Now we are presented with yet another dialog box that declares "IDE appearence settings will be applied after restart. Would you like to restart now?" Let's click “yes” now and see what our IDE looks like the way we chosen to have it configured.
Finally, we are presented with the PHPStorm start screen (with the theme we selected applied). Recent projects will be empty as we haven't done anything with it yet. The quick start part of the dialog contains:
Create New Project
Open Directory
Create New Project from Existing Files
Check out from Version Control
Configure
Docs and How-Tos
Let's explore each of these choices by the numbers:
1) Create a new project presents us with a dialog to name the project, asks us for a directory to store our new project in, with a browse button next to it to help us, and what kind of project it is.
This last select box has the following:
Empty project
Composer project
Drupal module
App Engine project
HTML5 Boilerplate
Twitter Bootstrap
Foundation
It asks for the project name first and offers a dialog to browse to the folder you would like the project to live in.
2) Open Directory does just that, it presents a window to choose the directory to open.
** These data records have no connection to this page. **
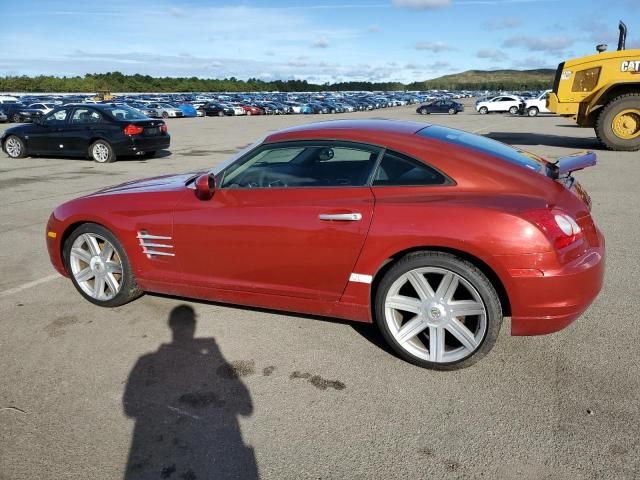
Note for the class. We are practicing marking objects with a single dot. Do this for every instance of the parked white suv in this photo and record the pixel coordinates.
(501, 103)
(534, 106)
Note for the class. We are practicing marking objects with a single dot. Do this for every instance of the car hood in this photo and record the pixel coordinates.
(163, 183)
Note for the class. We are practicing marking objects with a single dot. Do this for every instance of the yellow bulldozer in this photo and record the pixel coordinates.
(602, 91)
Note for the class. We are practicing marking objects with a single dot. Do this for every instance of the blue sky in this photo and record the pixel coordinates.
(317, 40)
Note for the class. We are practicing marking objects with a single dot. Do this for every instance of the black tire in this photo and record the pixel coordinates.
(460, 267)
(604, 125)
(22, 147)
(129, 289)
(109, 158)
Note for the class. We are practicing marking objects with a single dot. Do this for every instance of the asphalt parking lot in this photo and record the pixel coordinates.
(287, 396)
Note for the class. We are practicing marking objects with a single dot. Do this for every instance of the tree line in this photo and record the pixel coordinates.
(119, 82)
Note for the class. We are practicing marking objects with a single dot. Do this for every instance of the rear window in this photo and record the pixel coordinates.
(125, 113)
(486, 145)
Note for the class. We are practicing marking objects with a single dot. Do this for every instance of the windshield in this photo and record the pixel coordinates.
(486, 145)
(125, 113)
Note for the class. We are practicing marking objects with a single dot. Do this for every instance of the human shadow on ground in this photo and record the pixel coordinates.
(186, 401)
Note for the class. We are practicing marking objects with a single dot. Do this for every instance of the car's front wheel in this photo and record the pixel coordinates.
(437, 311)
(99, 266)
(14, 147)
(102, 152)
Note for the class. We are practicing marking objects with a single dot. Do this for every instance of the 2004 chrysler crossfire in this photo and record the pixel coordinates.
(432, 233)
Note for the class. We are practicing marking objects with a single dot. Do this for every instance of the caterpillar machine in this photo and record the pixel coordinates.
(602, 91)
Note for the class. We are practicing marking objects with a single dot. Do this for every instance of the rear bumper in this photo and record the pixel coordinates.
(134, 145)
(549, 302)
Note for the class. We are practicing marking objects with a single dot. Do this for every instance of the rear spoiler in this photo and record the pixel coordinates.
(577, 161)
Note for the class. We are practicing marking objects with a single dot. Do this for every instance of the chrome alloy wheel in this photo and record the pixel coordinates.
(100, 152)
(13, 147)
(96, 266)
(435, 314)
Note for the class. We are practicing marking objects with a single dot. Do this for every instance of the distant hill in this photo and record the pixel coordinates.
(119, 82)
(491, 80)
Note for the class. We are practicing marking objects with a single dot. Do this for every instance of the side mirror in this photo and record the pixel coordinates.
(205, 186)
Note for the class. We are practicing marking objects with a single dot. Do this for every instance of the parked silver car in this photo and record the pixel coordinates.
(165, 110)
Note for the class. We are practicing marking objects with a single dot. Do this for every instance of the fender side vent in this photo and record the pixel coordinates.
(155, 245)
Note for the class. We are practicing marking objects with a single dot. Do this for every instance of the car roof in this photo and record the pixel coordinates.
(355, 129)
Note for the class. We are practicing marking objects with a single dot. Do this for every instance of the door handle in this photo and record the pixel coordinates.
(341, 217)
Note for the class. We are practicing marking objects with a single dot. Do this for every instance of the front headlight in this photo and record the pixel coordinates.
(586, 80)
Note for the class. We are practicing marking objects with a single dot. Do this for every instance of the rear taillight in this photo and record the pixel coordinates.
(560, 227)
(132, 129)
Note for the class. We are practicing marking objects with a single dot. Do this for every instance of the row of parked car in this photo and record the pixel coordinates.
(26, 108)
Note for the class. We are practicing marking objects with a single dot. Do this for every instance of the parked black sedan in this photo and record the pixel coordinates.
(98, 131)
(441, 106)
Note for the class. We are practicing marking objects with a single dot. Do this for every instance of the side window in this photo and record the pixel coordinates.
(57, 118)
(303, 165)
(396, 169)
(85, 115)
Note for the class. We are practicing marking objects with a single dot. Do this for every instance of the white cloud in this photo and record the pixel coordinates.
(503, 23)
(492, 54)
(434, 47)
(322, 42)
(538, 43)
(421, 4)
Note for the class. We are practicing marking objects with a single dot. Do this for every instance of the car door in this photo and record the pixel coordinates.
(47, 135)
(288, 219)
(85, 123)
(495, 104)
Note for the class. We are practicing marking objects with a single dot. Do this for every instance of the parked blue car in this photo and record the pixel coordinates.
(188, 110)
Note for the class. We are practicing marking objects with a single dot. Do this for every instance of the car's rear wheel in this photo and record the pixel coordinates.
(99, 266)
(14, 147)
(438, 311)
(102, 152)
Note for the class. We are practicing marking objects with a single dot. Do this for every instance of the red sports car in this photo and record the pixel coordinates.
(432, 233)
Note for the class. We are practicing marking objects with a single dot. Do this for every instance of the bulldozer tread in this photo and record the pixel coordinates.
(603, 129)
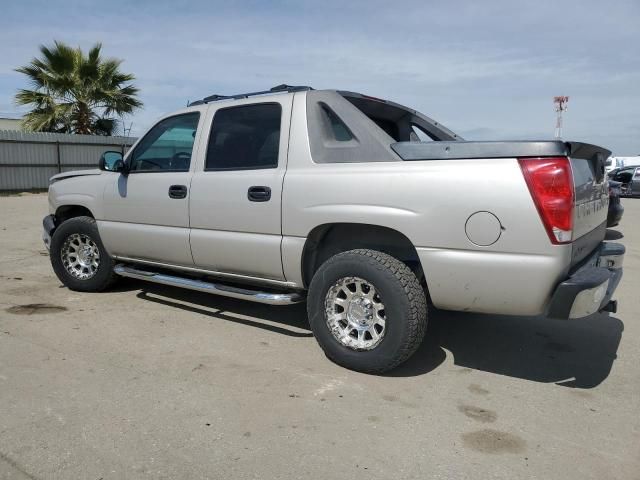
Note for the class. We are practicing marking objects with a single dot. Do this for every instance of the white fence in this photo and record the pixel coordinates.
(28, 160)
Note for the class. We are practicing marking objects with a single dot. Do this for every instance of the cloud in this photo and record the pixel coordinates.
(487, 67)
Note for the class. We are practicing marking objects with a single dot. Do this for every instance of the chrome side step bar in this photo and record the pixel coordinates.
(209, 287)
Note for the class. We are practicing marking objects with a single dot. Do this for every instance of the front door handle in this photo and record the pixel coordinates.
(259, 194)
(177, 191)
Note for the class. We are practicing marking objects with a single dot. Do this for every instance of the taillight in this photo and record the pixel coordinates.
(551, 185)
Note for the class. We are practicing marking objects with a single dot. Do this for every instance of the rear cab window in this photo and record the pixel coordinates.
(245, 137)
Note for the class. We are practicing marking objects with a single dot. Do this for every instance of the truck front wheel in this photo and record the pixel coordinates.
(367, 310)
(78, 257)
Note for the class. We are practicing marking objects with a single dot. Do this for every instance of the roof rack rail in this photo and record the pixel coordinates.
(277, 89)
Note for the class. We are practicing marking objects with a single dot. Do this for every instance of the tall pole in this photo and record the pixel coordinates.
(560, 104)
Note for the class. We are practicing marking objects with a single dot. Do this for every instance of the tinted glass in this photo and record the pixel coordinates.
(419, 135)
(340, 131)
(245, 137)
(167, 146)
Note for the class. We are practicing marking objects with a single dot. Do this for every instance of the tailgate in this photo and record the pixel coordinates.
(591, 197)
3) "Create New Project from Existing Files" gives you several options, such as:
Web server installed locally, source files located in the webroot
Web server installed locally, source files located elsewhere
Web server is on remote host, files are accessible via network share or mounted drive
Web server is on remote host, files are accessible via ftp/sftp/ftps
Source files are in local directory, no Webserver is yet configured
4) Check out from Version Control asks from which type of version control to check out from:
Github
CVS
Git
Mercurial
Subversion
5) Configure slides to the right and gives you the options for:
Preferences
Plugins
Import
Settings
Export
Settings
6) Docs and How-Tos gives the options for:
Read Help
Tip of the Day
Default Keymap Reference
In conclusion, it may be a bit intimidating to install PhpStorm, but I think it’s worth it, especially if you’d like your IDE to be all inclusive, like the integration that this one offers.